Wang Shusheng, Zhu Hong-Yan, Jin Yi, Zhou Youlang, Hu Shufen, Liu Tong, Jiang Xinghong, Xu Guang-Yin
The Affiliated Zhangjiagang Hospital of Soochow University, Suzhou, China;
The Affiliated Zhangjiagang Hospital of Soochow University, Suzhou, China; Jiangsu Key Laboratory of Translational Research and Therapy for Neuro-Psycho-Diseases, Institute of Neuroscience, Soochow University, Suzhou, China;
Am J Physiol Gastrointest Liver Physiol. 2015 Apr 15;308(8):G710-9. doi: 10.1152/ajpgi.00395.2014. Epub 2015 Jan 29.

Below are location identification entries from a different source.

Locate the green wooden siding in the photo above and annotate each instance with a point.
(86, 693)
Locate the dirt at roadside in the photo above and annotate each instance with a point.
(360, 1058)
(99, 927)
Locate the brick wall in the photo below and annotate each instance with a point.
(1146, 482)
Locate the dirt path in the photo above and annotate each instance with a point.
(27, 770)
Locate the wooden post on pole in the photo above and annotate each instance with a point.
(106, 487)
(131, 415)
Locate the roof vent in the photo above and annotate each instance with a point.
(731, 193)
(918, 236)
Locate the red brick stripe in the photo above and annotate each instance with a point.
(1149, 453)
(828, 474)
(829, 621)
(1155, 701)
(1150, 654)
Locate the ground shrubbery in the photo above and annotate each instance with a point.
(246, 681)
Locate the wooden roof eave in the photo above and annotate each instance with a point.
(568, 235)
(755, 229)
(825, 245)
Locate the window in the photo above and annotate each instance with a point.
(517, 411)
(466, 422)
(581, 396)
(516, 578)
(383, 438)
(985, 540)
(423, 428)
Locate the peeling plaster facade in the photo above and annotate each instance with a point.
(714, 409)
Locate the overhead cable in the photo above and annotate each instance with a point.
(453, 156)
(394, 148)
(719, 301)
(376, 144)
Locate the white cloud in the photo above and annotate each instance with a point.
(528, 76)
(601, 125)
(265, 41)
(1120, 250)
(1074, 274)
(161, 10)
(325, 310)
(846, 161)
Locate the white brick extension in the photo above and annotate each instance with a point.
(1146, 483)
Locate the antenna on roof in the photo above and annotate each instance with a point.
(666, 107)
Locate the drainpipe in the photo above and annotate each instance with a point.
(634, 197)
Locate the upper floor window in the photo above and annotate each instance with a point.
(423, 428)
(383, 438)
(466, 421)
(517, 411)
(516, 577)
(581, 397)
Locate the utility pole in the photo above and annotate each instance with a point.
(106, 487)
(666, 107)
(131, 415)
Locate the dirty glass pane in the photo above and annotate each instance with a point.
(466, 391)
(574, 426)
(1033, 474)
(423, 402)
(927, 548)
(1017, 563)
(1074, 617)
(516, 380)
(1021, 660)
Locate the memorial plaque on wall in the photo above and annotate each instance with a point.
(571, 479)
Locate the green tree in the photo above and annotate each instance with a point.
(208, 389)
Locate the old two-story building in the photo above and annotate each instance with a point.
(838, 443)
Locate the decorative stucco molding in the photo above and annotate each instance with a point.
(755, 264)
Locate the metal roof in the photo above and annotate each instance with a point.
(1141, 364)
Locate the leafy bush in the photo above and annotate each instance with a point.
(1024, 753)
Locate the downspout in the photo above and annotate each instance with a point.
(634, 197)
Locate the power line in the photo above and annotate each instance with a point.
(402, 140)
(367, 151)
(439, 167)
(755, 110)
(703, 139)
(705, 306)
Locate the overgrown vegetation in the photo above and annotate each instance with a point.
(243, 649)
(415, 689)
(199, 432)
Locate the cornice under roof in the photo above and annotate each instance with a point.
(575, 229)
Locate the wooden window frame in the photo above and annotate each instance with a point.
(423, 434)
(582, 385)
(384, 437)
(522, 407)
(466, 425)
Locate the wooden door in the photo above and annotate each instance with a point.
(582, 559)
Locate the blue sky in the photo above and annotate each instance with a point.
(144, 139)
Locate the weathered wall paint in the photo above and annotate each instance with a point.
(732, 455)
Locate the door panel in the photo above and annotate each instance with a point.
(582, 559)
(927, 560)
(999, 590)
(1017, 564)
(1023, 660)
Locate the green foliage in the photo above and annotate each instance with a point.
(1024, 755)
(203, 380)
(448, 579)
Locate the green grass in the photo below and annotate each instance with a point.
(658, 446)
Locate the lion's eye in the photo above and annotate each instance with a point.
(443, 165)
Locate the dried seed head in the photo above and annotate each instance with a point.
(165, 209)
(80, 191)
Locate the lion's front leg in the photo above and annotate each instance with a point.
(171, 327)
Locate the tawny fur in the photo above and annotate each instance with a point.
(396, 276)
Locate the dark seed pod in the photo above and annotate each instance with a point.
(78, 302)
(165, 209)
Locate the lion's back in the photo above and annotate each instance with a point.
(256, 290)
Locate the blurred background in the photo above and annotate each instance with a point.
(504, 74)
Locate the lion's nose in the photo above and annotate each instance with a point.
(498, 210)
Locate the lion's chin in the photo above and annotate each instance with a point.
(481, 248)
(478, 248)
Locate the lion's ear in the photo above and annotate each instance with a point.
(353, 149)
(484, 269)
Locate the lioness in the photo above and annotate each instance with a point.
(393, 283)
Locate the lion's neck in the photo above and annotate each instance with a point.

The mechanism of pain in chronic pancreatitis (CP) is poorly understood. The aim of this study was designed to investigate roles of norepinephrine (NE) and P2X receptor (P2XR) signaling pathway in the pathogenesis of hyperalgesia in a rat model of CP. CP was induced in male adult rats by intraductal injection of trinitrobenzene sulfonic acid (TNBS). Mechanical hyperalgesia was assessed by referred somatic behaviors to mechanical stimulation of rat abdomen. P2XR-mediated responses of pancreatic dorsal root ganglion (DRG) neurons were measured utilizing calcium imaging and whole cell patch-clamp-recording techniques. Western blot analysis and immunofluorescence were performed to examine protein expression. TNBS injection produced a significant upregulation of P2X3R expression and an increase in ATP-evoked responses of pancreatic DRG neurons. The sensitization of P2X3Rs was reversed by administration of β-adrenergic receptor antagonist propranolol. Incubation of DRG neurons with NE significantly enhanced ATP-induced intracellular calcium signals, which were abolished by propranolol, and partially blocked by protein kinase A inhibitor H-89. Interestingly, TNBS injection led to a significant elevation of NE concentration in DRGs and the pancreas, an upregulation of β2-adrenergic receptor expression in DRGs, and amplification of the NE-induced potentiation of ATP responses. Importantly, pancreatic hyperalgesia was markedly attenuated by administration of purinergic receptor antagonist suramin or A317491 or β2-adrenergic receptor antagonist butoxamine. Sensitization of P2X3Rs, which was likely mediated by adrenergic signaling in primary sensory neurons, contributes to pancreatic pain, thus identifying a potential target for treating pancreatic pain caused by inflammation.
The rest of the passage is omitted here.